Driving API Client Resiliency: How to enforce Postel’s Law by violating Postel’s Law…

As a vendor of a SaaS used heavily by large enterprises, a key capability of our platform are APIs that allow integrations with our clients’ internal systems as well as our technology partners’ platforms.

The reality that follows any 2nd-party accessible APIs is that we often wield very little control over the quality of the client code that accesses our system — as such we must make our system resilient and assume the worst of our API consumers.

To allow as much forward compatibility as possible, we want any client code (whether internal or external) to follow Postel’s Law (well explained in PACT’s specification philosophy) to prevent integrations from relying on temporary side-effects in our APIs and ensure they are forward-compatible with minor changes in our APIs.

We’ve had examples in the past where client integrations broke due to a minor property ordering change or an additional property in the API response.

This poses real difficulty upgrading our APIs to newer versions despite their backwards-compatibility with the existing published contract.
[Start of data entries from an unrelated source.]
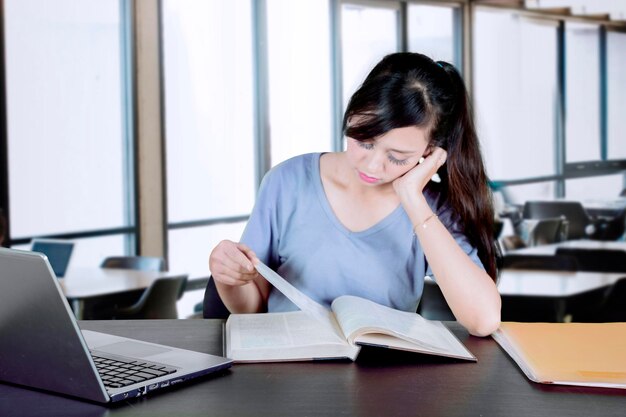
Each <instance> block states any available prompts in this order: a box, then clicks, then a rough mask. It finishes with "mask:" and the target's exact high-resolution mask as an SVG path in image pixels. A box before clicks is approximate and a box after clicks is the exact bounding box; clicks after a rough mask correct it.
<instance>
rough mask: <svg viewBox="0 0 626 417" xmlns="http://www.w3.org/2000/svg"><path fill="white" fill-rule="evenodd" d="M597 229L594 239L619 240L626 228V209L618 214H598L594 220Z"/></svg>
mask: <svg viewBox="0 0 626 417" xmlns="http://www.w3.org/2000/svg"><path fill="white" fill-rule="evenodd" d="M594 226H595V231H594V233H593V235H592V236H591V238H592V239H598V240H618V239H619V238H621V237H622V235H623V234H624V231H625V229H626V209H623V210H621V211H620V212H619V213H618V214H617V215H616V216H612V217H607V216H597V217H596V219H595V222H594Z"/></svg>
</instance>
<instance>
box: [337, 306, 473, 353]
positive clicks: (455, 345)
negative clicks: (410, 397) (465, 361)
mask: <svg viewBox="0 0 626 417" xmlns="http://www.w3.org/2000/svg"><path fill="white" fill-rule="evenodd" d="M332 309H333V312H334V313H335V316H336V318H337V322H338V323H339V325H340V326H341V329H342V331H343V333H344V334H345V335H346V337H347V339H348V341H349V342H351V343H361V344H363V343H365V344H374V345H385V346H388V347H394V348H396V349H402V350H410V351H420V352H423V353H432V354H437V355H442V356H450V357H455V358H461V359H469V360H476V358H475V357H474V355H472V353H471V352H470V351H469V350H467V348H466V347H465V346H464V345H463V344H462V343H461V342H460V341H459V340H458V339H457V338H456V337H455V336H454V335H453V334H452V332H450V330H448V328H447V327H445V325H444V324H443V323H442V322H440V321H433V320H427V319H425V318H423V317H422V316H420V315H419V314H417V313H411V312H407V311H399V310H394V309H392V308H390V307H386V306H383V305H380V304H378V303H375V302H373V301H370V300H367V299H364V298H360V297H354V296H342V297H339V298H337V299H336V300H335V301H334V302H333V304H332ZM403 341H404V342H409V343H404V342H403Z"/></svg>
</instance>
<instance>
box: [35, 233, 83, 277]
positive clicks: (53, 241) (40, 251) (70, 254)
mask: <svg viewBox="0 0 626 417" xmlns="http://www.w3.org/2000/svg"><path fill="white" fill-rule="evenodd" d="M30 250H31V251H33V252H41V253H43V254H44V255H46V257H47V258H48V261H49V262H50V266H52V270H53V271H54V274H55V275H56V276H57V278H63V277H64V276H65V272H66V271H67V267H68V266H69V263H70V259H71V257H72V251H73V250H74V242H72V241H70V240H60V239H33V240H32V241H31V248H30Z"/></svg>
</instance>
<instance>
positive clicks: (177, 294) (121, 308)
mask: <svg viewBox="0 0 626 417" xmlns="http://www.w3.org/2000/svg"><path fill="white" fill-rule="evenodd" d="M186 285H187V275H181V276H176V277H166V278H159V279H157V280H155V281H154V282H153V283H152V285H150V287H149V288H148V289H147V290H146V291H144V293H143V295H142V296H141V297H140V298H139V300H138V301H137V302H136V303H135V304H133V305H132V306H130V307H125V308H119V309H117V310H116V311H115V312H114V313H113V316H114V318H116V319H176V318H178V312H177V309H176V301H178V299H179V298H180V296H181V295H182V293H183V289H184V288H185V286H186Z"/></svg>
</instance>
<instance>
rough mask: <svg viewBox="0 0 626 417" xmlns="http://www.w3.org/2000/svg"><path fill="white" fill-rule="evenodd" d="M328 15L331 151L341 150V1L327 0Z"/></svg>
mask: <svg viewBox="0 0 626 417" xmlns="http://www.w3.org/2000/svg"><path fill="white" fill-rule="evenodd" d="M329 13H330V54H331V56H330V62H331V66H332V67H331V80H332V81H331V82H332V93H331V100H332V103H331V109H332V124H333V126H332V132H333V138H332V150H333V151H335V152H340V151H342V150H343V131H342V123H343V67H342V61H343V60H342V45H341V0H329Z"/></svg>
In the past, while the contract was clearly outlined (in the form of documentation rather than code, at the time) and the 3rd-party developers who implemented the integrations were meant to follow it, commercial reality forced us to deploy compatibility workarounds which added complexity to our codebase.

Thus we want to ensure client code is built in a way which is both resilient and tolerant to backwards compatible API changes, but how do we influence an implementation that is outside of our control?


We are planning to experiment with what are essentially counter-measures to unhealthy assumptions about the content of our API responses.

While we can’t control the quality of the client code, we can limit any assumptions 3rd parties can make as to the format of our API responses by introducing acceptable levels of variance into the response.

By acceptable, we mean any variations that are:

  • Easily added during the serialisation stage of the response without changing business logic, and
  • Still adhere to the API contract

You may still consider these measures dirty-tricks but they can potentially save us, our clients and our partners a significant amount of time & money. The irony of breaking Postel’s Law to enforce Postel’s Law is not lost on the team.

These are some of the counter-measures we will be trialling:

  • Mixed ordering of keys
    Intent: prevent client code from relying on ordering of properties.
    Method: Randomise ordering of keys within objects in the JSON response.
  • Empty values vs. lack of keys
    Intent: To prevent consumers from expecting properties which may be optional. 
    Method: When there is no value for a particular property, randomly choose whether to return it as a null value or no key at all — both acceptable according to the JSON standard. 
    Example: { a: ‘A’, b: null } or { a: ‘A’ }
  • Random fake keys with null value
    Intent: Prevent a consumer from choking when receiving a response with new properties. 
    Method: An occasional random key with a null value.

As a team we may decide to only turn these counter measures on in a our integration staging environments only — we haven’t decided yet — we’ll experiment with how these are received by our API consumers and report back.